Trumpeter swans are a great success story — proof that even a species on the edge of extinction can be brought back. They vanished from both Michigan and Wisconsin in the early 1900s, primarily due to relentless hunting pressure nationwide for their feathers, valued for writing quills, hat decorations, powder puffs and other uses. By 1930s, only 69 were thought to remain in the continental United States, though they held on better in Alaska and Canada.

Both Michigan and Wisconsin mounted restoration efforts in the 1980s to bring North America’s heaviest bird — adult males can weigh up to 30 pounds, females 23 pounds — back to the Midwest, using eggs collected in Alaska and then hatched for release in each state.

That has resulted in Wisconsin having nearly 6,000 swans in 2019, while Michigan in 2015 — the most recent count I could find online — had more than 3,000, a number that assuredly has risen since then.

The trumpeter swan is not just North America’s heaviest native bird, it is considered the largest waterfowl in the world. When they haul out on the ice, they dwarf even the area’s giant Canada geese and mallard ducks that tend to keep them company.

But they can nest in relatively small bodies of water, such as beaver ponds, Brady said. In fact, they need some more shallow areas to feed on the aquatic plant roots and tubers they favor, as they can’t dive but must tip up and stretch that long neck to forage underwater.

They also prefer areas with ample shore vegetation — cattails, sedges, rushes — to conceal nests from predators, Brady said.

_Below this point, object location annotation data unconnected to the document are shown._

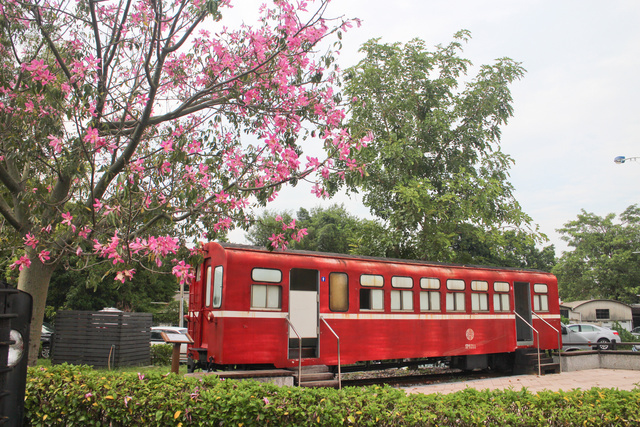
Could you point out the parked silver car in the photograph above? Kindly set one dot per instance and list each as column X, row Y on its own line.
column 156, row 338
column 598, row 337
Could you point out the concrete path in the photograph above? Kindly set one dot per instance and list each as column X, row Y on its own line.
column 603, row 378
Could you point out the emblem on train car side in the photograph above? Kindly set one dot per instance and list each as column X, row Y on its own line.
column 470, row 334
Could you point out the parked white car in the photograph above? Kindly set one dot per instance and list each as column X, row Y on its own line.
column 598, row 337
column 156, row 338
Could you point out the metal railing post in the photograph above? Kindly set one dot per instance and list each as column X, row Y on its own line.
column 338, row 339
column 557, row 332
column 299, row 350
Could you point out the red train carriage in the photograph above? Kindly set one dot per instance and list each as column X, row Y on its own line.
column 252, row 307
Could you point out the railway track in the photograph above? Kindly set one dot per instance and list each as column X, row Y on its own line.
column 403, row 379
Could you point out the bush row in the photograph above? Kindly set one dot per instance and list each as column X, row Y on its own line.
column 72, row 395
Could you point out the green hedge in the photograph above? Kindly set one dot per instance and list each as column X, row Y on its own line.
column 70, row 395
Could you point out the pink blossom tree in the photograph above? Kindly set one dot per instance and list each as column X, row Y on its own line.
column 131, row 128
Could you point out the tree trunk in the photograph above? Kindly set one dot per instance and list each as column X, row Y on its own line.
column 35, row 281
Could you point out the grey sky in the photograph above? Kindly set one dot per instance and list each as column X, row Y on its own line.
column 575, row 110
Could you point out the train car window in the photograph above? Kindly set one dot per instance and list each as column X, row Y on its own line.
column 540, row 288
column 479, row 299
column 217, row 286
column 207, row 286
column 430, row 283
column 455, row 285
column 455, row 301
column 373, row 280
column 402, row 300
column 338, row 292
column 401, row 282
column 269, row 275
column 479, row 302
column 479, row 285
column 371, row 299
column 430, row 301
column 266, row 297
column 540, row 297
column 501, row 287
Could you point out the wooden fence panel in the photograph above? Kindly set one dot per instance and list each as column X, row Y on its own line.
column 102, row 339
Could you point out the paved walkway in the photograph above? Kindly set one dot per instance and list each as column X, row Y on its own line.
column 603, row 378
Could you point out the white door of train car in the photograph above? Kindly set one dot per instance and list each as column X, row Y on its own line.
column 303, row 312
column 522, row 305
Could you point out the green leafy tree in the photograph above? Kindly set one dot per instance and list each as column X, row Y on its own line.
column 604, row 259
column 72, row 289
column 327, row 229
column 504, row 249
column 434, row 166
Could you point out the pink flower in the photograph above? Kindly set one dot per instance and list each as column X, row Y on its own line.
column 44, row 256
column 30, row 240
column 22, row 263
column 67, row 217
column 55, row 143
column 124, row 275
column 183, row 272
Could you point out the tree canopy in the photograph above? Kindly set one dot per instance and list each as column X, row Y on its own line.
column 434, row 166
column 334, row 229
column 604, row 262
column 123, row 127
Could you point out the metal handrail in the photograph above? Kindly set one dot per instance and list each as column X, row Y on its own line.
column 299, row 350
column 557, row 332
column 537, row 340
column 337, row 338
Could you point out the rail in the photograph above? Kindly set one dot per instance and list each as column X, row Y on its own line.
column 299, row 349
column 537, row 340
column 557, row 332
column 338, row 339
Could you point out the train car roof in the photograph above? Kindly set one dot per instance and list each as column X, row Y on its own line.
column 227, row 245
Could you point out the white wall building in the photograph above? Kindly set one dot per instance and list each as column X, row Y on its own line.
column 599, row 312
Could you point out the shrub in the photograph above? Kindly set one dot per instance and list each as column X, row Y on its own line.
column 72, row 395
column 161, row 354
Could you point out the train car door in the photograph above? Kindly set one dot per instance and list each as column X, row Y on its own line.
column 522, row 305
column 303, row 312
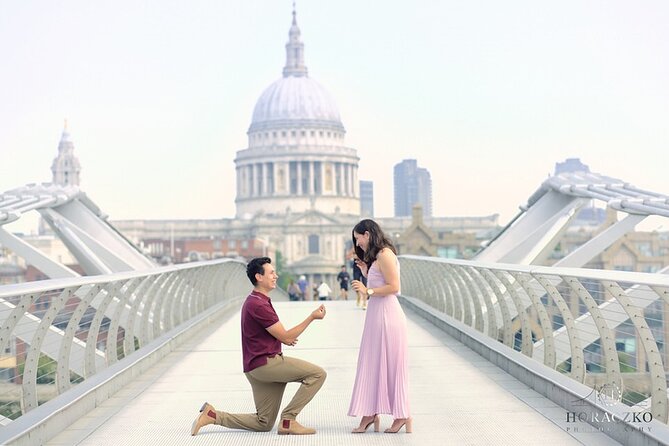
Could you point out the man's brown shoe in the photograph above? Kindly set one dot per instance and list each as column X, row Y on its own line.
column 292, row 427
column 207, row 416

The swans have been relatively tolerant of humans as well, though the nest site itself shouldn’t be disturbed or approached, Brady said. But a lake with a quieter back bay area might convince trumpeter swans to set up shop.

Trumpeters don’t breed until age 3 or 4, so it’s possible some of the ones stopping at Six Mile Lake could be looking for territories not already taken by an older pair. If a nesting site proves successful, the same pair — trumpeter swans tend to form long-term bonds — will likely return, a practice known as “site fidelity,” Brady said.

He did, however, throw in one damper on my dreams of have swan cygnets on Six Mile Lake. The spring thaw has been slower than usual this year, leaving fewer patches of open water for migrating waterfowl. So the swans might just be congregating where they can find sufficient room to rest and feed before moving on.

I’ll savor the sight of these lovely birds for as long as they stay — and hope a couple decide it’s a promising place to raise a family.